The city's bullying tactics during the day were at least somewhat covered by local media. However, what wasn't covered was that SPD pulled the same stunt, with far less justification, in shutting down a celebratory, anarchist-sponsored punk rock show that evening at Secluded Alley Works near Seattle U. Mea Culpa was on stage, and fewer than 100 people were in the crowd, when police came in at 10 PM, threatening to arrest promoter Matt Leonard and confiscate all equipment unless the concert was shut down and the crowd disbanded.

At least one cop made clear that there had been no noise complaint, but SPD officers, even at the invitation of Mea Culpa's lead singer to come up onto the stage and explain themselves, would not say what their justification was. They didn't need to; a scout soon reported back to the crowd that there were, in the words of singer Vanessa Veselka of the Pinkos (the headline act), "six unmarked vehicles, each full of three or four cops as well as two SUVs with tinted shades, each full of a whole bunch of cops, circling the front very slowly ... eight paddywagons parked in the school parking lot, as well as other police cars parked around the corner ... and about 60 cops around the corner heading our way." It was no noise complaint.

For the daytime demonstration, the city at least had a few fig leaves for its behavior: there was no march permit, the event had a previous history (in a much larger crowd later in the day last year, when organizers could not plan due to lack of a permit) of property damage, and downtown businesses wanted protection. None of these excuses justifies denying people freedom of speech or the right of assembly, but they're more than SPD can use to explain the music show shutdown. Noise was not a problem; capacity was not a problem. The politics of the people in the crowd was the "problem," just as it was during the day. "They shut it down for political reasons," Veselka says flatly. After having survived the tense, hour-long march down Pine Street, Peace Action's Fred Miller put it another way: "We have an outlaw city."

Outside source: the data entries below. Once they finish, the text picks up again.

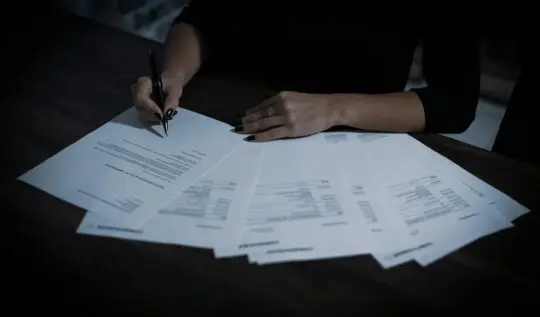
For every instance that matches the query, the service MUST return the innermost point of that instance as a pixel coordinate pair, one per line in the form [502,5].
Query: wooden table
[76,76]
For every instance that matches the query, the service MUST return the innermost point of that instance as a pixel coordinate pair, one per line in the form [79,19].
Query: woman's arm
[446,105]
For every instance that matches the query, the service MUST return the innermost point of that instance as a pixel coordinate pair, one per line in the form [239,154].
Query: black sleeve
[451,69]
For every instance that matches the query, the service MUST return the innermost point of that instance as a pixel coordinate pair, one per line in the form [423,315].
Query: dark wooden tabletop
[73,75]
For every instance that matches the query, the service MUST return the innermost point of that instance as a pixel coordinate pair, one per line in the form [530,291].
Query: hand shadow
[131,118]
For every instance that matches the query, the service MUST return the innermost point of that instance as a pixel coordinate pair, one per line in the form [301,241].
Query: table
[77,76]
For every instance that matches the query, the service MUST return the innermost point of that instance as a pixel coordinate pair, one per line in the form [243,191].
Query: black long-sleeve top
[310,47]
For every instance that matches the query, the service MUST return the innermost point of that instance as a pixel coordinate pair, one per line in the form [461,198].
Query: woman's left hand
[288,115]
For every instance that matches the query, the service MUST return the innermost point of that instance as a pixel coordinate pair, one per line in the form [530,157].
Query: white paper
[376,232]
[126,172]
[356,146]
[297,202]
[196,217]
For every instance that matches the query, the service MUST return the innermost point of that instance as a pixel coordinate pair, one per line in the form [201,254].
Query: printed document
[298,202]
[448,192]
[126,172]
[197,216]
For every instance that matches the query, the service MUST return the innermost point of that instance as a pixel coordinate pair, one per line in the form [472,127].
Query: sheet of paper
[197,216]
[125,171]
[297,202]
[380,233]
[415,156]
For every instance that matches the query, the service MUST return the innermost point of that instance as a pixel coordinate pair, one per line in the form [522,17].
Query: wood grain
[76,75]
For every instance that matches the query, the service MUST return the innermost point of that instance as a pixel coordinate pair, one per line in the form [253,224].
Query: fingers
[263,124]
[280,132]
[141,92]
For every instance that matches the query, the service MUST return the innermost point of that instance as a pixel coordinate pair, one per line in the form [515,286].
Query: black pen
[157,90]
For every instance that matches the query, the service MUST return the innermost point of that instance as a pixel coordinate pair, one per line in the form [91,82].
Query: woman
[333,66]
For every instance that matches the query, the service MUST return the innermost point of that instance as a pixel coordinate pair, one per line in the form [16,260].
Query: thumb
[173,99]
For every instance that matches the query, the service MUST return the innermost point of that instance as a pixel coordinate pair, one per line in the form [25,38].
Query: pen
[157,90]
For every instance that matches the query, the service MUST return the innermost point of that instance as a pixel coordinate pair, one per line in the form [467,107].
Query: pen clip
[157,83]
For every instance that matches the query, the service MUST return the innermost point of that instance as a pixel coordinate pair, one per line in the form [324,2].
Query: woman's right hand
[147,109]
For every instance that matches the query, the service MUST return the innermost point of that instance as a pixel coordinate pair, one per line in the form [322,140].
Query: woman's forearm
[394,112]
[182,52]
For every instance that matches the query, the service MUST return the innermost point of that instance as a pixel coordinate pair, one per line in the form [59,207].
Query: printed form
[372,228]
[197,216]
[429,196]
[297,203]
[125,171]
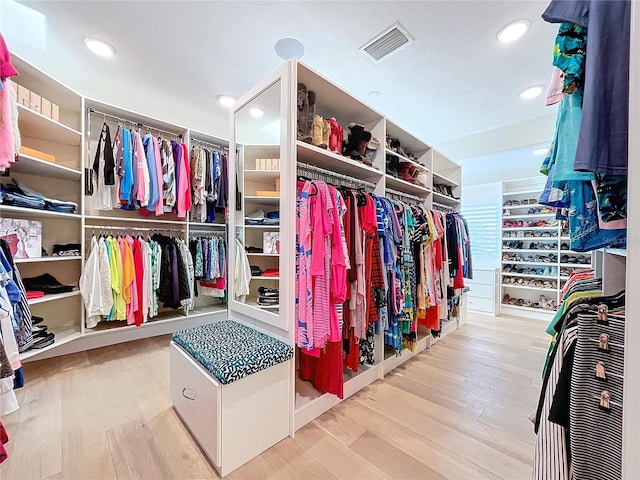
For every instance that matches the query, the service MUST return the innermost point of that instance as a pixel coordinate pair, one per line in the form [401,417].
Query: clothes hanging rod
[202,143]
[404,195]
[321,171]
[443,208]
[133,229]
[132,122]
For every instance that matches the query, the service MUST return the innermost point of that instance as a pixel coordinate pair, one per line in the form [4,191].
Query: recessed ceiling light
[99,47]
[226,100]
[531,92]
[513,31]
[287,48]
[541,151]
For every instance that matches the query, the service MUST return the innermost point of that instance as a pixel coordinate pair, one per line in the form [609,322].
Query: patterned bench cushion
[231,351]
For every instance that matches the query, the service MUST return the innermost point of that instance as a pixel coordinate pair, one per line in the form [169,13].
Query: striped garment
[596,433]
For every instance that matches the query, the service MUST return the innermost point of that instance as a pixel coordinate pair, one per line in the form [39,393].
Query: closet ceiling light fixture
[99,47]
[226,100]
[531,92]
[513,31]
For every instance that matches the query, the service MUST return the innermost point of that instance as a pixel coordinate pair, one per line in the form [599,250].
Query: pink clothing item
[303,286]
[156,153]
[6,67]
[140,162]
[183,185]
[187,167]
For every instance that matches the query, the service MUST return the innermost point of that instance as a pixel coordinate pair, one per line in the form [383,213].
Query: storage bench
[230,385]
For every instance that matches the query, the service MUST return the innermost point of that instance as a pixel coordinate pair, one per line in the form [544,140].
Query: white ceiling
[173,58]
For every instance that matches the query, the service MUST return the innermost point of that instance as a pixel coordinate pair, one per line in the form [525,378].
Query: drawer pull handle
[191,392]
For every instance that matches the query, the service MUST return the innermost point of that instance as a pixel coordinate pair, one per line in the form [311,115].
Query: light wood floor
[457,411]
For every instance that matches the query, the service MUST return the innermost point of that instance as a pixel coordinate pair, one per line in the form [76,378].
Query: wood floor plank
[391,460]
[457,411]
[135,453]
[85,451]
[443,460]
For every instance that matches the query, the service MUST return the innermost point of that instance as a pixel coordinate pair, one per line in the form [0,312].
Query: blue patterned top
[231,351]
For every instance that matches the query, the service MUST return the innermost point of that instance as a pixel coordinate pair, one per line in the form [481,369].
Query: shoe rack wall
[536,259]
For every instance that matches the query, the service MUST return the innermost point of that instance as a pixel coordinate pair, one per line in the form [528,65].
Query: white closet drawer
[196,397]
[482,291]
[479,304]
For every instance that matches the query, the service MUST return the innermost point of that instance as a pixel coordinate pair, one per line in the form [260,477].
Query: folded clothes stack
[45,283]
[259,218]
[66,250]
[268,296]
[20,195]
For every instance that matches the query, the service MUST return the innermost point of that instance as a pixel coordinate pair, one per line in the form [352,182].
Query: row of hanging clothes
[367,264]
[209,182]
[139,171]
[209,253]
[587,162]
[131,278]
[578,421]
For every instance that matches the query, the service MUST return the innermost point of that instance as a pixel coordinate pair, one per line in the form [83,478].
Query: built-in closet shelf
[63,335]
[412,162]
[35,125]
[254,303]
[262,200]
[530,205]
[34,166]
[527,287]
[261,175]
[404,186]
[35,213]
[535,191]
[440,198]
[516,229]
[138,219]
[206,310]
[530,275]
[530,215]
[528,309]
[528,250]
[47,259]
[204,224]
[441,179]
[622,252]
[53,297]
[335,162]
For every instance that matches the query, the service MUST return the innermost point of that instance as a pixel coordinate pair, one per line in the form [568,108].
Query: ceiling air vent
[389,41]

"We have less intelligence than ever before."

Expect more of it. Even as cops were using their bikes as weapons against tightly packed, furious, impotent protesters, U.S. Attorney General John Ashcroft was advocating "relaxing" restrictions on FBI spying upon (and, presumably, law enforcement harassment of) groups targeted for their religious and/or political beliefs. A "Security Alert" sent out before N30 by the DSA summed up their quandary: "We have less intelligence than ever before."

If the statement refers to data, not IQ, "they" don't, of course; they have files on everyone in the country a mile long and a hard disk wide. And in SPD's escalation of previously ugly tactics unveiled at August's Reclaim the Streets demonstration and last year's N30--but completely absent on Nov. 9--one thing was made abundantly clear: the city does not give a fuck about the courts, the constitution, or your rights. Seattle considers itself the arbiter of whether to consider you covered by the "freedoms" of this country, depending on who you are, where you are, what day it is, what you look like, and whether you think that being covered by the city's idea of "freedom" requires a good shower to scrub off the dog shit.

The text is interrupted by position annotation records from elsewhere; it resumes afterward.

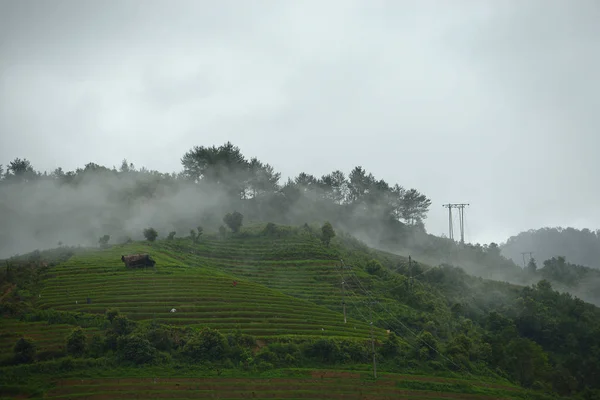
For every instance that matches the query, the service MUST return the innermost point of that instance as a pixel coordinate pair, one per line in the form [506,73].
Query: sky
[486,102]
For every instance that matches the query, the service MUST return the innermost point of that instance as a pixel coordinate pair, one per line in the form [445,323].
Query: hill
[280,331]
[580,247]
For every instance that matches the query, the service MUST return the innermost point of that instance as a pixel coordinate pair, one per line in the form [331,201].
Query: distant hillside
[580,247]
[270,298]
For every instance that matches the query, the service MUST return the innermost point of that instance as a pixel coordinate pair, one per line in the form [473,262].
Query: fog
[40,214]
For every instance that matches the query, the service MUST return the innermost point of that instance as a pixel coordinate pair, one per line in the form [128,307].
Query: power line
[370,296]
[461,217]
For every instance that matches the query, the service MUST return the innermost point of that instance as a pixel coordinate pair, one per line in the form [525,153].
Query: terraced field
[315,384]
[201,292]
[48,337]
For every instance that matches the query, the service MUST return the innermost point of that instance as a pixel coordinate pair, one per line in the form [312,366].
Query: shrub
[270,229]
[111,313]
[76,342]
[150,234]
[103,241]
[25,350]
[327,233]
[233,221]
[135,349]
[208,344]
[374,267]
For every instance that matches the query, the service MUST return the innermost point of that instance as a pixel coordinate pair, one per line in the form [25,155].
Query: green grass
[201,291]
[48,337]
[305,384]
[287,287]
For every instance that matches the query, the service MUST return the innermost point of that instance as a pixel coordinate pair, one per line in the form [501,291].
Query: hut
[138,261]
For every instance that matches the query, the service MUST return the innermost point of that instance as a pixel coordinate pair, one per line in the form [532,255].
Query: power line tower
[530,257]
[461,217]
[343,267]
[373,338]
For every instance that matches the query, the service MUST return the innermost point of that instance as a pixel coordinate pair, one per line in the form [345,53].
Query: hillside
[580,247]
[279,332]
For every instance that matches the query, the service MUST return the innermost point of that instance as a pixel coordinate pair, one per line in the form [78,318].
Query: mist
[43,213]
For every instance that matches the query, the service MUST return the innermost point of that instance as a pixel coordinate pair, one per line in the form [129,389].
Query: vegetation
[582,247]
[229,308]
[150,234]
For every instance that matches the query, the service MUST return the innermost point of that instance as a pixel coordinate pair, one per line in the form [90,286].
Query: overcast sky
[493,103]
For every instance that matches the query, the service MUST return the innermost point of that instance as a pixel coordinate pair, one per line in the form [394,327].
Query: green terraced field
[48,337]
[316,384]
[286,287]
[201,291]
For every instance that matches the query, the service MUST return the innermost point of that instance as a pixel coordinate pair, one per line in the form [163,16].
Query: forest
[580,246]
[475,309]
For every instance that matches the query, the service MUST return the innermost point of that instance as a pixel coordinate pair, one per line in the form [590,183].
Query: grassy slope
[286,286]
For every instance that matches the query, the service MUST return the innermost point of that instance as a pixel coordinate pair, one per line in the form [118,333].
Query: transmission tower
[373,338]
[461,218]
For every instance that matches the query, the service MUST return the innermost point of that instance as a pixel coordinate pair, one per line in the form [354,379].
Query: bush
[206,345]
[136,349]
[233,221]
[103,241]
[25,350]
[111,313]
[374,267]
[150,234]
[327,233]
[270,229]
[76,342]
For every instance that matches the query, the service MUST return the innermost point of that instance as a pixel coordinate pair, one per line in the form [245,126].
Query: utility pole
[410,273]
[530,257]
[373,340]
[343,266]
[461,218]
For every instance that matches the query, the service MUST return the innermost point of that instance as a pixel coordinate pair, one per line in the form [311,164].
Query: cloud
[486,102]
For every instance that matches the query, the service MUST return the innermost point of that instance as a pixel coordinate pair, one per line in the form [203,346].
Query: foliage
[103,241]
[76,342]
[233,221]
[25,350]
[327,233]
[207,344]
[136,349]
[150,234]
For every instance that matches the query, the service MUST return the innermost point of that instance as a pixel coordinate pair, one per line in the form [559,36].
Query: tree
[150,234]
[224,166]
[262,178]
[103,241]
[334,186]
[414,207]
[327,233]
[25,350]
[76,342]
[359,184]
[532,266]
[20,170]
[233,221]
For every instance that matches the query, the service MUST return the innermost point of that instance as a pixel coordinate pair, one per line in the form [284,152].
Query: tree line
[355,200]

SPD was able to engage in these tactics solely because they could outnumber protesters. The obvious solution, for those of us concerned about our freedoms of speech, assembly, and so forth, is to assemble and speak, peacefully, clearly, and in much larger numbers. Whether it's for a local version of the tentatively scheduled large springtime national anti-war rally, or for N30 2002, we need to gather in much, much bigger crowds to stand up for our rights. And a sizable number of us should come fully trained in nonviolent civil disobedient tactics, expecting arrest and prepared to stand our ground in any confrontation.

After all, as we've heard repeatedly, we're in a war.